The first, if you want to do HDFS and it requires device access on the host, would be to run the HDFS daemons in a privileged container that had access to the required host devices (the disks directly). See https://docs.docker.com/reference/run/#runtime-privilege-linux-capabilities-and-lxc-configuration for information on the --privileged and --device flags.

In theory, you could pass the devices to the container that is handling the access to disks. Then you could use something like --link to talk to each other. The NameNode would store the metadata on the host using a volume (passed with -v). Though, given the little reading I have done about NameNode, it seems like there won't be a good solution yet for high availability anyways and it is a single point of failure.

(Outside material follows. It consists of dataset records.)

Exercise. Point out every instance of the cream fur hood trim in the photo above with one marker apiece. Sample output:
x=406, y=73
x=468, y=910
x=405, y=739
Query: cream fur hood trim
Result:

The second option to explore, if you are looking for a clustered file system and not HDFS in particular, would be to check out the recent Ceph FS support added to the kernel in CoreOS 471.1.0: https://coreos.com/releases/#471.1.0. You might then be able to use the same approach of privileged container to access host disks to build a Ceph FS cluster. Then you might have a 'data only' container that had Ceph tools installed to mount a directory on the Ceph FS cluster, and expose this as a volume for other containers to use.

Though both of these are only ideas and I haven't used HDFS or Ceph personally (though I am keeping an eye on Ceph and would like to try something like this soon as a proof of concept).